Diagnostiqué avec la maladie en 2018, Yoshitada Watanabe est le représentant d'un groupe de la région de Kinki qui comprend Osaka et Hyogo.
« Les bureaux du gouvernement et les écoles accordent trop d'importance aux précédents », a déclaré Watanabe. « Mais les difficultés d'audition n'ont gagné en critères de diagnostic que l'année dernière, donc bien sûr, il n'y aura pas de précédent. »
Les symptômes passent souvent inaperçus.

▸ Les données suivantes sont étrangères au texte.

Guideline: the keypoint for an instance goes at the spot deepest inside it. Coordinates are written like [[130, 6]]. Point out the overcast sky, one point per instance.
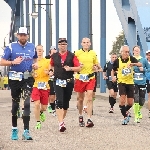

En mars, Kyodo News a mené une enquête auprès de 147 personnes ou membres de leur famille déclarant avoir des difficultés d'écoute.
L'enquête a révélé qu'au cours de l'année écoulée, 29 personnes — 20 pour cent du total — ont rencontré des difficultés sur leur lieu de travail ou à l'école.
« Beaucoup de gens ne s'en rendent compte qu'après avoir commencé leur travail. Ils rejoignent une entreprise en avril et se font réprimander par leur patron ou leurs collègues seniors pour 'être lents à apprendre' ou 'ne pas écouter'. C'est à ce moment-là qu'ils commencent à faire des recherches et découvrent des difficultés d'écoute », a expliqué Watanabe.
Les consultations dans les groupes de soutien culminent chaque année après les vacances de la Golden Week, de fin avril à début mai. La moyenne mensuelle d'environ 30 cas grimpe à environ 100. Les gens découvrent ce trouble en ligne pendant les vacances et demandent immédiatement de l'aide.
Il existe peu d’institutions médicales capables de diagnostiquer les difficultés d’audition, et l’obtention d’un diagnostic peut prendre plusieurs mois.
« Pendant cette période, les problèmes causés par les difficultés d'écoute continuent de se produire quotidiennement. Il y a eu des cas où des personnes ont quitté leur emploi à cause de cela », a déclaré Watanabe.